The iPad Doesn’t Ring

(You Can’t Read Sideways)

In the iOS 4.2 Beta released today, the iPad’s orientation lock switch became a mute switch. In iOS 3.2, you could mute the device or lock the orientation quickly, with a single button press.

In the new beta, you can mute the device quickly, but you can only lock the orientation with a 4-step process: double-tap, swipe, tap, tap.

Why would Apple make this change? It isn’t out of practicality, that’s for sure. I often want to lock the iPad’s orientation, but I often want it unlocked too. A hardware switch lets me fix unwanted rotation before it gets frustrating. A software toggle makes every unwanted rotation frustrating.

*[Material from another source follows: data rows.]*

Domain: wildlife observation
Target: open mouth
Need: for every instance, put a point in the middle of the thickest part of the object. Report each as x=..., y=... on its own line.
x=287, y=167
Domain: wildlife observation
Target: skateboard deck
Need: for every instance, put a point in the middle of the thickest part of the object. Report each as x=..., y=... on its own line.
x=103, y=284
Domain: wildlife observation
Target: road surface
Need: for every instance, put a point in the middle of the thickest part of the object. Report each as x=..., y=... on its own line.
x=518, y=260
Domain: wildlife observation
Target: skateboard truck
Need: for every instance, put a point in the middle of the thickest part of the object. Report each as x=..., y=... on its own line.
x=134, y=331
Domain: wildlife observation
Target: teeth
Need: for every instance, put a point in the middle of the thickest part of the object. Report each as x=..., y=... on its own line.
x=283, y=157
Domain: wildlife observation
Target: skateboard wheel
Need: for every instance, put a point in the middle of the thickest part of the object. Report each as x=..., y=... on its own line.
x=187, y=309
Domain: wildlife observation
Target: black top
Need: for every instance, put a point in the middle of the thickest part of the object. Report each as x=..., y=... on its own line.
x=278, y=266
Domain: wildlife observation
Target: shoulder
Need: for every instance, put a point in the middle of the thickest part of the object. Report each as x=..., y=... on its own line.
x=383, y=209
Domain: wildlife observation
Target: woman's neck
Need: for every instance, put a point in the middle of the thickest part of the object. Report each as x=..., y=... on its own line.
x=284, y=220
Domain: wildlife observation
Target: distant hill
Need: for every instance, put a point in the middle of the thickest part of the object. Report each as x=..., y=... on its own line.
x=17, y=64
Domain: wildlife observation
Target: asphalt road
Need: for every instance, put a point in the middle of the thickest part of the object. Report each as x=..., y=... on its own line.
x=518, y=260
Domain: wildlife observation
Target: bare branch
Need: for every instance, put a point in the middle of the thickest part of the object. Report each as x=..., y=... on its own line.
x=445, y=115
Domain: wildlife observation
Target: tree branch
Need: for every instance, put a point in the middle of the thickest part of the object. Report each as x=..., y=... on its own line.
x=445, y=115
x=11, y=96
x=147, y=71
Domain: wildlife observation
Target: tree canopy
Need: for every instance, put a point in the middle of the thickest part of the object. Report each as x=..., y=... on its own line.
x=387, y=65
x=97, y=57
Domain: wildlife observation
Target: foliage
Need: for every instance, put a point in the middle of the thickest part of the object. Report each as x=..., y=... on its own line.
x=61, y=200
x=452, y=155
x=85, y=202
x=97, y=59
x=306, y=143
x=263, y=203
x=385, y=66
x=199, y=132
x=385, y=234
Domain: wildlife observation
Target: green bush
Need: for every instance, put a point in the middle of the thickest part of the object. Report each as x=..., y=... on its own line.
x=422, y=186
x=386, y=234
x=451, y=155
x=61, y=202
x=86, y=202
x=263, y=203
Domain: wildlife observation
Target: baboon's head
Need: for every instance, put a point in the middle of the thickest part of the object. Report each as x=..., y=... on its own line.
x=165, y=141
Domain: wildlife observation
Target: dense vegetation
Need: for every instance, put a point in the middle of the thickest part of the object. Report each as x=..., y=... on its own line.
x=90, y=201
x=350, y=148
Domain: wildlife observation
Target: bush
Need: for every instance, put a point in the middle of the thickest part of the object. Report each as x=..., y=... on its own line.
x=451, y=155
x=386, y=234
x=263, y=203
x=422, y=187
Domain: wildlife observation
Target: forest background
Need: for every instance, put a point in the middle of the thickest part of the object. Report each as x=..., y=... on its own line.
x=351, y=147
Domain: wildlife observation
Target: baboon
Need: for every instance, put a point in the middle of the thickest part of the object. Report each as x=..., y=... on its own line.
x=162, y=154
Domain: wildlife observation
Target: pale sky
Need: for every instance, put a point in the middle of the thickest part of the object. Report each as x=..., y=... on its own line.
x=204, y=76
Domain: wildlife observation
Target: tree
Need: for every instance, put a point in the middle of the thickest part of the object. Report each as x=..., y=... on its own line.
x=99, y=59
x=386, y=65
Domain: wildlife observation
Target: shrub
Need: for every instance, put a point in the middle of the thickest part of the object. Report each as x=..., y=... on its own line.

There are three possible reasons Apple made this change:

  1. Consistency with the iPhone. It would make sense to rationalize the hardware switch being a mute button if it was never a rotation lock in the first place, but switching it in the middle of the product cycle is unexpected. I don’t think Apple would make this change solely to unify the iPad and iPhone’s behavior.

  2. Consistency with a future FaceTime-enabled iPad. The iPhone needs a lock switch because it may spuriously ring. The iPad doesn’t spuriously ring — not yet. But a FaceTime-enabled iPad could ring unexpectedly; that would justify a mute switch taking over a hardware button. If Apple plans to release a FaceTime iPad and they want to use the switch for muting, they have two choices: Let the two iPad models have a hardware button that works differently between revisions, or change to a mute switch now to maintain consistency in the future.

  3. Someone at Apple thought the iPad needed a mute switch instead. Apple tries to maintain a consistent product vision, but I would be surprised if they chose to change the switch now just to maintain consistency with the iPhone or a future iPad. I would expect them to wait for a future hardware revision to do that. Barring those two decent reasons, only one remains: Someone at Apple thought the iPad needed a mute switch more than it needed a hardware orientation lock.

The new behavior is demonstrably worse, and I hope Apple reverts it in the next beta. A configurable setting would solve the problem too, but Apple tends to keep customization to a minimum.

If you’re a developer and feel this way too, submit a bug report. That’s the best way to make your voice heard.

Update: Apple introduced the option to select your preference in iOS 4.3.